Il ne faut pas s’y tromper : bien que cette néo-gauche se dise « progressiste », le recul est gravissime sur le plan collectif et la perte immense sur le plan individuel – le grand bond en arrière ! Autrement dit cette anthropologie rétrograde induit une ontologie régressive. En effet, à la République indivisible grâce à ses lois valant de la même façon pour tous les citoyens unis dans la Volonté d’adhésion au Contrat social, la néo-gauche substitue le communautarisme ou la juxtaposition de clans dans lesquels se replient les Comparses qui font de leur Désir des Injonctions et qui n’obéissent qu’à des Injonctions selon leur seul Désir.
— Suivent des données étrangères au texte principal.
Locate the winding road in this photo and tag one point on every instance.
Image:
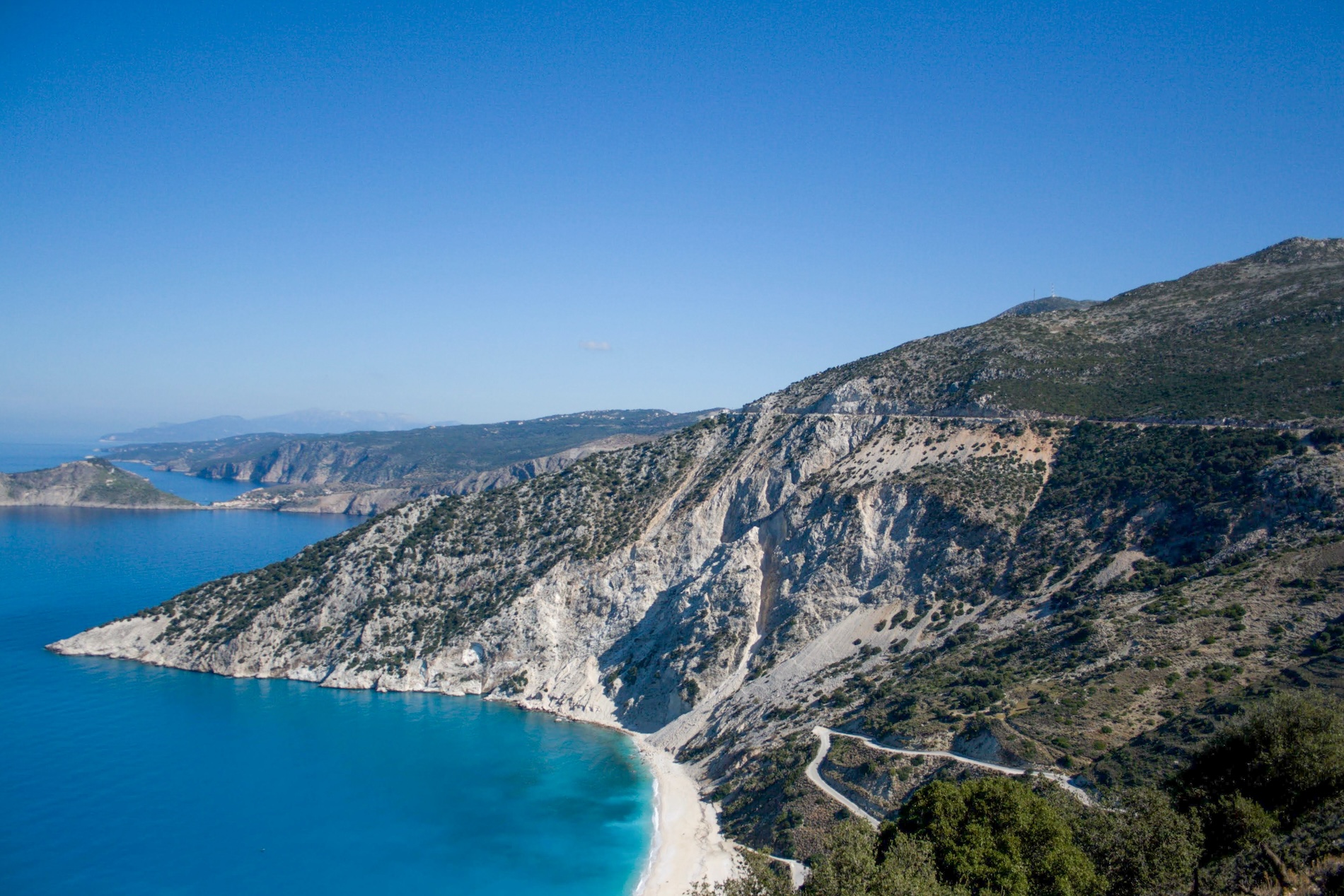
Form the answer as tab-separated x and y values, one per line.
824	735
La dignité de l’Individu se trouve détrônée par la majesté de la victime ; la Souveraineté du citoyen se trouve éclipsée par la tyrannie du Comparse ; la collaboration des Différences individuelles se trouve annulée par la Rivalité des Distances individualistes.
C’est en quoi s’est brouillée la traditionnelle opposition droite/gauche : la néo-gauche, bien qu’en revenant au Pouvoir si cher à la droite, ne la rejoint nullement puisque là où celle-ci s’en tenait au Pouvoir d’un seul, elle favorise le Pouvoir de chacun. Mais c’est par où cette néo-gauche, bien qu’elle s’en défende jusqu’à l’hystérie, se trouve en plein accord avec la Macronie, laquelle, prétendant dépasser le clivage droite/gauche, ne fait jamais, dans le cadre de l’Europe des « Droits de l’Homme et de l’individu », que promouvoir la toute-puissance du Désir de chacun à faire valoir son intérêt particulier dans le mépris total de l’intérêt général.
Quoi qu’il en soit, à qui se veut authentiquement humaniste et progressiste, il reste à choisir entre la gauche vieille école et la gauche à la mode, ce qui revient à choisir entre la gauche de la Volonté qui appelle aux devoirs et la gauche du Désir qui accorde tous les droits, c’est-à-dire entre la gauche qui insulte l’autre par mauvaise conscience et celle qui ne trouve plus pour se faire entendre que des voix condamnées d’avance et disqualifiées d’emblée.